PBO/VBO Derived memory + CUFFT errors

Hi,

It seems that under certain circumstances, performing a C2C 1D FFT with memory derived from a mapped PBO/VBO leads to sometimes bogus results. Attached is code that initializes GL, starts the CUDA GL interop, and performs a series of FFTs while verfying the results.
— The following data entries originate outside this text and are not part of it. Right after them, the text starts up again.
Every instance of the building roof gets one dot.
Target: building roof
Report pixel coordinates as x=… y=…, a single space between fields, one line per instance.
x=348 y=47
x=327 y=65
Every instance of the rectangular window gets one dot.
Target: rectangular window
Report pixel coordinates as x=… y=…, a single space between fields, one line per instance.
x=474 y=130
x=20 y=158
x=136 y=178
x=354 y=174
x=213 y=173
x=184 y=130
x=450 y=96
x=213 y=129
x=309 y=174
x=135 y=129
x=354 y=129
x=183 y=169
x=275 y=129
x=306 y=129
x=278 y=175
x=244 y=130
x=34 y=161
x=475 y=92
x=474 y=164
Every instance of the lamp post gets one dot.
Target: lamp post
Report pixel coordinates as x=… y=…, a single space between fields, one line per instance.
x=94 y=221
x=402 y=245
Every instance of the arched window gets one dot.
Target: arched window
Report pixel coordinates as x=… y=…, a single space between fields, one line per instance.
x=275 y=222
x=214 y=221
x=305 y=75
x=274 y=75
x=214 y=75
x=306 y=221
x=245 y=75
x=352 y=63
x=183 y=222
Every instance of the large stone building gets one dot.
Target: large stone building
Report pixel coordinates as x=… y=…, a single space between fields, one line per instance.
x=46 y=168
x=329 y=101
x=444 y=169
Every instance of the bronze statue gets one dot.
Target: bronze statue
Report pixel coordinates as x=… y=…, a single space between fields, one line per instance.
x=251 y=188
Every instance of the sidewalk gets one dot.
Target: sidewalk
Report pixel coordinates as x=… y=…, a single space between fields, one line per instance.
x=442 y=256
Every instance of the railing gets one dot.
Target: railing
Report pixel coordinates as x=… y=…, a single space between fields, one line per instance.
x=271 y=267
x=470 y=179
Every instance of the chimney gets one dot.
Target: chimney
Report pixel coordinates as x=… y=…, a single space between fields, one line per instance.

The code stops and reports an error on the detection of any incorrect output from cuFFT. I have tested this code under Fedora 7 32bit on two different machines each running driver version 169.12 with GeForce 8700M GT cards and CUDA 1.1. I have tested a similar setup with the CUDA BLAS library and have seen no such errors.

To compile and run the code, do “sh test_fft.cu; ./test_fft” It assumes there is a working installation of GLEW, GLUT, CUDA, etc. etc.

Interestingly enough, if buffer objects are continuously unmapped after each FFT, (see lines 150-152) the problem is solved. Perhaps something is happening behind the scenes with respect to book keeping in either GL or the CUDA GL interop when the FFT code is involved? I might have also made a mistake somewhere in the code…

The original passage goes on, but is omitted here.